Leavenworth Daily Times, April 12, 1861
The sovereign and chivalric Commonwealth of Virginia is just now playing a part in the National drama that creates some doubt as to whether the seat of the Federal Government is located at Washington or Richmond. An irresponsible conclave of conspirators against the peace, dignity and perpetuity of the American Union, are now assembled at the latter place, sitting in judgment upon the acts and purposes of the Administration.— Does Mr. Lincoln declare his intention to stand by the principles that triumphed in his election. These dictators forthwith draw up a series of resolutions denouncing the policy of the President, and presenting the terms upon which they will graciously consent to submit to his authority. Does Mr. Lincoln declare his purpose to execute the laws and uphold the Constitution. Immediately, the Virginia "heart is fired," and the wrath of her convention finds vent in a paroxysm of inflated and indignant oratory. Does the Secretary of War order a change in the disposition of a portion of the public arms.—The offended majesty of the "Old Dominion" occasions a Quixotic display of heroic verbiage and fiery rhetoric. Like a petulant and insolent child at play, Virginia periodically threatens her partners in the Union that if they do not follow her wishes and conform to her demands, she'll take her marbles and go home. She reminds us, too, of an unruly urchin, whom Mrs. Child tells of, in one of her works. On being refused a portion of his favorite sweetmeat, he informed his maternal relative, in a burst of childish rage, that would do credit to Wise or Pryor,—"If you don't give me a piece, I'll roar." Virginia seems, at present, to be imitating the example of her youthful prototype, by trying what virtue there is in noisy bravado and attempts at intimidation. She is playing a part similar to that of the lion in "the most lamentable comedy" of Pyramus and Thisbe:
Snug. Have you the lion's part written? pray you, if it be, give it me, for I am slow of study.

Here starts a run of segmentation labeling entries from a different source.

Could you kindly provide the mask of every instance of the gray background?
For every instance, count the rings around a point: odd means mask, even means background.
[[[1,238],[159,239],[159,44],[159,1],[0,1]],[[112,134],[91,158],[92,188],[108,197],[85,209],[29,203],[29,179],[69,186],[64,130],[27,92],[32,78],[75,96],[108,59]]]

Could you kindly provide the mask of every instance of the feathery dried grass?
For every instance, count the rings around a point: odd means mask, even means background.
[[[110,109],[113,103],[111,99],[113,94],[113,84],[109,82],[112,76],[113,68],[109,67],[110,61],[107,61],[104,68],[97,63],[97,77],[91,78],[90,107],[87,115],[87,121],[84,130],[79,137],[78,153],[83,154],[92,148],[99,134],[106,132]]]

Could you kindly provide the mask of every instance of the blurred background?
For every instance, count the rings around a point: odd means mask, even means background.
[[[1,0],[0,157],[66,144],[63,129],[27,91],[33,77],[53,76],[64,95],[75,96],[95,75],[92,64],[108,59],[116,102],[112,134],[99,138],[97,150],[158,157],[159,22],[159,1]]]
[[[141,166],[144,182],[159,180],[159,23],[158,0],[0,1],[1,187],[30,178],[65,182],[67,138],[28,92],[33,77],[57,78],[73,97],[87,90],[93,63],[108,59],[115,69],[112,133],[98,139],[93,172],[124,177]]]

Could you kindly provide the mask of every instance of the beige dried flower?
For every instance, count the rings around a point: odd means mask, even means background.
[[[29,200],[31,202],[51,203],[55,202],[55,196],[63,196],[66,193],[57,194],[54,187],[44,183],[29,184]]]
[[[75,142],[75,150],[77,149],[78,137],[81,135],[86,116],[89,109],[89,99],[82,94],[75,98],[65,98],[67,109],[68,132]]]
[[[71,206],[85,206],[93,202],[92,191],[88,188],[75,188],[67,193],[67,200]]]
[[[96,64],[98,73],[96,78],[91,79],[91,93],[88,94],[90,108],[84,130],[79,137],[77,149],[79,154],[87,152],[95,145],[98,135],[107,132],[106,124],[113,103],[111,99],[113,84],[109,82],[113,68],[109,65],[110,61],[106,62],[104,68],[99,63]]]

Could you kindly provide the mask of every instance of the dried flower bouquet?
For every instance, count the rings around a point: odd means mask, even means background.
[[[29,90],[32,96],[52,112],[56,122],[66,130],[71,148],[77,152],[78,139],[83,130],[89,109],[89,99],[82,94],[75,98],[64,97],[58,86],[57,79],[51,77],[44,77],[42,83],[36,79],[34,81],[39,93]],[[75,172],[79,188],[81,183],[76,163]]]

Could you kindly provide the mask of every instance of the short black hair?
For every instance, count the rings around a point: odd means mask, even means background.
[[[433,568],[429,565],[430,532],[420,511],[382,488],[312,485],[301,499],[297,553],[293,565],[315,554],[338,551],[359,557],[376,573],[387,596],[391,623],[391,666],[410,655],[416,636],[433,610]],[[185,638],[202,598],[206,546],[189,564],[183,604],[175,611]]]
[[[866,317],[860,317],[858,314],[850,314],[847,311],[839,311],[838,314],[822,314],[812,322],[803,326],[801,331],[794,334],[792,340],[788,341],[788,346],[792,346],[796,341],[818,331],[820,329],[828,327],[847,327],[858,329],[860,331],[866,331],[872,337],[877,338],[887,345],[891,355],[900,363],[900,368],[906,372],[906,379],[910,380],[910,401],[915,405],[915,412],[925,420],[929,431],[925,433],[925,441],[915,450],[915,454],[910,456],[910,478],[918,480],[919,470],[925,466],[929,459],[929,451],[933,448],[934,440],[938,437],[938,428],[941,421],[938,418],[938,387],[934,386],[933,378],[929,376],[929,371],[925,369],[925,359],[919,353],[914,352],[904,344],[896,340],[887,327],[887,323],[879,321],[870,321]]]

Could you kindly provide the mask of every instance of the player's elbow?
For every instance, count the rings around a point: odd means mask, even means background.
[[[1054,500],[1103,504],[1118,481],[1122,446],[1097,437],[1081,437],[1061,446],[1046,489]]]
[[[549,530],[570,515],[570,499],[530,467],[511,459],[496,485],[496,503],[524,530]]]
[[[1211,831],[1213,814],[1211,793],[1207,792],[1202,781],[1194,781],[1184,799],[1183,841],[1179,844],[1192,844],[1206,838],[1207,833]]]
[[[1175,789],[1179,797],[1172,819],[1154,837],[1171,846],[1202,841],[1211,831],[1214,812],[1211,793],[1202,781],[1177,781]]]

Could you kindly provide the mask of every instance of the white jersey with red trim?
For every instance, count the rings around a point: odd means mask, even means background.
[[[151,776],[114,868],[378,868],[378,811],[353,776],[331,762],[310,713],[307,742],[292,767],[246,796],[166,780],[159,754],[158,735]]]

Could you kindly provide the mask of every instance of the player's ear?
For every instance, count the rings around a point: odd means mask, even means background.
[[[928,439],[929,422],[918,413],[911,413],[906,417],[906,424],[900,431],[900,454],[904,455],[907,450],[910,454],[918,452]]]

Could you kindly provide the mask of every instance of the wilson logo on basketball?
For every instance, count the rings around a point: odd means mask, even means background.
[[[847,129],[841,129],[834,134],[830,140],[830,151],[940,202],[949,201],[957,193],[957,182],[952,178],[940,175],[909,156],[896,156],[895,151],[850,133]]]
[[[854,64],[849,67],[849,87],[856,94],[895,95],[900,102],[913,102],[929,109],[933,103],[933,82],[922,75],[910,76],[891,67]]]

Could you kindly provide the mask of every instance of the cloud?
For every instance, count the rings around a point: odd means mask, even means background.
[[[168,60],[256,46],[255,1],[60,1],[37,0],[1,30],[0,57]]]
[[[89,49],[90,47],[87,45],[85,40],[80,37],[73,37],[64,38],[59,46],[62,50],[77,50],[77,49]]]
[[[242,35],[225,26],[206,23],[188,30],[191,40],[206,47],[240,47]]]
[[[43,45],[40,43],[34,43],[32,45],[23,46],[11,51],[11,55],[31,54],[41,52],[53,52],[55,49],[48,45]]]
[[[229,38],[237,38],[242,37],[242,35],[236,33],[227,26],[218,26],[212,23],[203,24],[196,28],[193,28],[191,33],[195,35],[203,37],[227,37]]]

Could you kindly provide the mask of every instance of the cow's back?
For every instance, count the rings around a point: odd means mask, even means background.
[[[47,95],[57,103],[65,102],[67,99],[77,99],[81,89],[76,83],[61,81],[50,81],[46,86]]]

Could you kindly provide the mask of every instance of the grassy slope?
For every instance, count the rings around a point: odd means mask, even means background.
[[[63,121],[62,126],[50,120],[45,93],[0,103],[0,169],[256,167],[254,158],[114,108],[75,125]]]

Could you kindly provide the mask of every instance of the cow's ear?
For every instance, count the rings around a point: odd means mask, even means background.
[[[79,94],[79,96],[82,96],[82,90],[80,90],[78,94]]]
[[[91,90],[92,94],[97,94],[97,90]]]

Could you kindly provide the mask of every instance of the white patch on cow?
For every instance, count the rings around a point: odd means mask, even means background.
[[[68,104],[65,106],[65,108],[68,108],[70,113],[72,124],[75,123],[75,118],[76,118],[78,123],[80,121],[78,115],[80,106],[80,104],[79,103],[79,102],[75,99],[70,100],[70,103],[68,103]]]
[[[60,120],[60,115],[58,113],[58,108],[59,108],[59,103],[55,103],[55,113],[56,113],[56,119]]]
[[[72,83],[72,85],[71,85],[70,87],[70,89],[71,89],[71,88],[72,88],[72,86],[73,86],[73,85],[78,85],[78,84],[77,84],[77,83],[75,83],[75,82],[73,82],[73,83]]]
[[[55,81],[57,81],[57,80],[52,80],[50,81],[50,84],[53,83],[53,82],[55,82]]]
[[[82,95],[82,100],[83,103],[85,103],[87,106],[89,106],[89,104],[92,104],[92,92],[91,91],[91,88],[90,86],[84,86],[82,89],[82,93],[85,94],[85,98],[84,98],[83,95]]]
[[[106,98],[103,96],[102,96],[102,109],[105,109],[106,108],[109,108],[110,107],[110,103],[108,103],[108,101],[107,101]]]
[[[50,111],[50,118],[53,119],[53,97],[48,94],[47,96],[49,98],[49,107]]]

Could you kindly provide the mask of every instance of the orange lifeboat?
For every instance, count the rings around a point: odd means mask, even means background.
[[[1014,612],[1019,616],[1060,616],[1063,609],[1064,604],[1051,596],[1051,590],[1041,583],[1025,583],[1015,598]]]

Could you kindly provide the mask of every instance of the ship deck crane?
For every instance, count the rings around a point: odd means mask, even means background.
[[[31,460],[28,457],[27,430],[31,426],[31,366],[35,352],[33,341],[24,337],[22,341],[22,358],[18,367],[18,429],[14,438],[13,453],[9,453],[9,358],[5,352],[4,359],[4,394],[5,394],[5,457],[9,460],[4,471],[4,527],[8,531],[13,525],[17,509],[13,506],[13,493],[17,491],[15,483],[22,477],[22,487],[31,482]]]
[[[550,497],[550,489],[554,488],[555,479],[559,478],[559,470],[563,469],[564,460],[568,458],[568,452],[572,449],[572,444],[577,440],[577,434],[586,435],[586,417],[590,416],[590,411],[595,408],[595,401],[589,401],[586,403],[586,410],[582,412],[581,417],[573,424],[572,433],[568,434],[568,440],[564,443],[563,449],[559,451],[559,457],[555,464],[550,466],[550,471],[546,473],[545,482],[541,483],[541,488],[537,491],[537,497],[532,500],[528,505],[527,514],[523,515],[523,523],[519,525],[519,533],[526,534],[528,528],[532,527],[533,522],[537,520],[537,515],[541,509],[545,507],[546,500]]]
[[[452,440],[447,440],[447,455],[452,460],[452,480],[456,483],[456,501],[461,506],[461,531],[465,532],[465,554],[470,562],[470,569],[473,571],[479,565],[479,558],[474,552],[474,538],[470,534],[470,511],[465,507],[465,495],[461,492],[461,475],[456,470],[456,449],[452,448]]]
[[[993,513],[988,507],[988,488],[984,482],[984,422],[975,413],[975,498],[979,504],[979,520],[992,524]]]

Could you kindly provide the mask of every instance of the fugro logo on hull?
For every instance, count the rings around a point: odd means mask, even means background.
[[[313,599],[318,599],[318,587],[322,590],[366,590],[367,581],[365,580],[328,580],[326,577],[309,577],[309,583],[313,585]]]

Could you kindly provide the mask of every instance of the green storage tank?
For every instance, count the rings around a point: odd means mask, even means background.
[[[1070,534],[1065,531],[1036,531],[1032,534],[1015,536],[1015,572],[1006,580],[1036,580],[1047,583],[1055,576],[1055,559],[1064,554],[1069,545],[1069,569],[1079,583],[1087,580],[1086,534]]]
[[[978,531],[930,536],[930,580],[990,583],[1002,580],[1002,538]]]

Quin. You may do it extempore, for it is nothing but roaring.
Bottom. Let me play the lion too: I will roar, that I will do any man's heart good to hear me; I will roar, that I will make the Duke say, Let him roar again, Let him roar again.
Is not this farce about "played out"? The latest and most offensive feature of it, is the appointment of a commission to require of the Executive that he should make known the course he intends to pursue, in dealing with these Secessionists. The country would be immensely gratified if Mr. Lincoln would treat the arrogance of these Virginia gentleman with the contempt it deserves. The administration has had enough of their defiant propositions and insulting "ultimatums"; it is time they were given to understand that the Government has not yet fallen so low, that a discontented state may control its action, and dictate its policy.